I have pointed out this thread, because I think this is one of those cases both people are making really excellent points. Worrying about public backlash is a concern of someone who understands the outer limits of this debate. We’re talking the issue being pushed by a determined minority, and if that determined minority is meets the brick wall of obstinate public opinion, the issue won’t advance much farther.

How far you can push your issue as a determined minority completely hinges on your ability to influence legislators and threaten their cushy jobs. It hinges on nothing else. If they are not true believers, and almost none of them are, your ability to influence them comes down to, in reality, a good poker bluff. You have to make them believe you can threaten their seat if the bluff gets called. But the politician you’re influencing also is bluffing. He’s betting you don’t have votes behind you on an issue he’s trying to avoid taking a position on, or is thinking about taking a contrary position on.

Neither you, nor they, may be entirely convinced who’s really bluffing. It is an accepted fact in politics now that when the gun vote really does get motivated, the results are epic. That’s the space you, as an activist, have to work in. If the politician in question calls your bluff, you better be sure you can deliver, or else your credibility is finished, and you can expect that legislator will no longer give a rat’s behind about anything you have to say.

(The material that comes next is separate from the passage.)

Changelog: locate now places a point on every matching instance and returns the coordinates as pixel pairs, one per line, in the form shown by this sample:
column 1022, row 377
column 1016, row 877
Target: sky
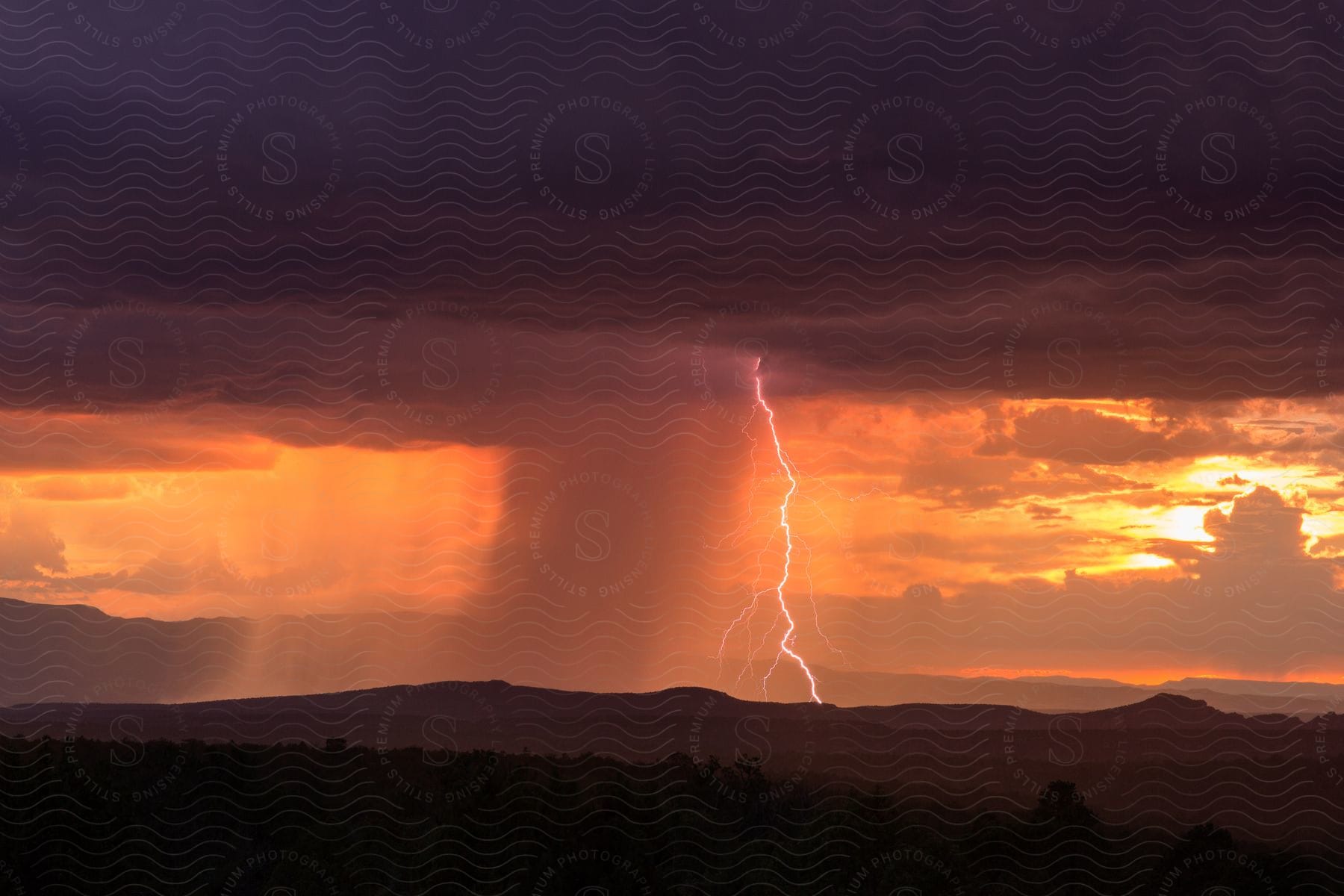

This is the nature of the game, and it is a game. Don’t for a second kid yourself politics is about principles, logic, or deeply held tradition. You can appeal to these things; rhetoric is important, but it no more than a part of the game, of building a mystique, of posturing and maneuvering. It serves no purpose apart from that. It is deeply cultural, but also, at the end of the day still a game.

My opinions on open carry are driven largely by the fact that I see it divides gun owners, and our losses have always been driven through issues that divide us, whether it be background checks, or years ago the utility of these newfangled AR-15s, or cheap Chinese semi-automatic knockoffs of the AK-47. Our opponents have traditionally won where they’ve been able to exploit division in the ranks. Let me clarify that — our opponents have only won where they’ve been able to exploit division in the ranks. So I think when you get other activists, not just ordinary gun owners saying, “You know, I’m just not sure about this,” that should give you very serious pause, and open carry is one of those issues.

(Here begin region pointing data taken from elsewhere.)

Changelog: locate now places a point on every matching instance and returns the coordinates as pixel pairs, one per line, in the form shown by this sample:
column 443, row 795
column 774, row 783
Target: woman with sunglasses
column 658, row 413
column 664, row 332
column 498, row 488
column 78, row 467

The question is whether, like the assault weapons issue, we can spend the next two decades educating people. I think what motivates most gun owner activists which are wary of open carry, is that even if it is a topic that 20 years of education can turn around,  it’s practically worth the effort expended when compared to other issues we have to build consensus for. In many ways, I think constitutional carry (i.e. carry, open or concealed, without a license) is less radical than open carry as a form of activism among gun owners. I think it is always important in considering whether a particular course of action offers opportunity to your opponents, and I believe in some cases, this can be the case with open carry. But not in all cases.